In particular, the case is likely to ignite public debate over so-called controlled non-heart-beating organ donation (NHBOD) – retrieving organs when the heart stops, which has only been legal in France since last year. Before then a patient had to be declared brain dead before transplant could occur. NHBOD is legal in the UK.
"All specialised medical literature on the subjects allows one to conclude that a person who has suffered cardiac arrest and has had proper heart massage for over 30 minutes is, for all purposes, brain dead," said Professor Alain Tenaillon, in charge of organ transplants at France's biomedical agency. "But one must acknowledge that exceptions do exist ... there are no hard and fast rules on best practice," he told Le Monde.
Some 13,000 people are awaiting organ donations in France, a far higher number than in Britain, with 7,700 awaiting organs, despite France's a so-called opt-out system.

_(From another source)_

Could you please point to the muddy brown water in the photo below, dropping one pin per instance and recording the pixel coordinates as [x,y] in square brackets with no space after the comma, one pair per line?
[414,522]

This means everyone gives their "presumed consent" to having their organs removed after death unless either they have refused permission or if their family objects.
In the UK, people "opt in" to the donation system by carrying a donor card or signing the Organ Donor Register. A Department of Health task force is currently looking into the opt-out system.
The case has been moved from the back burner to the front in this just in. They want a hurry up killing, dang it. Already, the doctor assigned to the kill had stomped off in a tantrum because of the long wait to satisfaction. What is such a body to do?
A Manitoba judge has moved up the date for a trial that'll determine whether an elderly Winnipegger should be kept on life support.
The case surrounding the care of Samuel Golubchuk was to start in December, but Court of Queen's Bench Justice Marc Monnin sided yesterday with an application from the Grace Hospital to move the trial up to mid-September.
The hospital says the task of caring for Golubchuk is taking a toll on staff, and one intensive care specialist has already stopped working rotations at the facility in protest.
Golubchuk, 84, has been on life support since last November and is relying on a feeding tube and a ventilator. Hospital officials decided last year to end Golubchuk's life support, saying he had virtually no chance of improving. But the Golubchuk family took the matter to court, saying the move would violate his beliefs as an Orthodox Jew.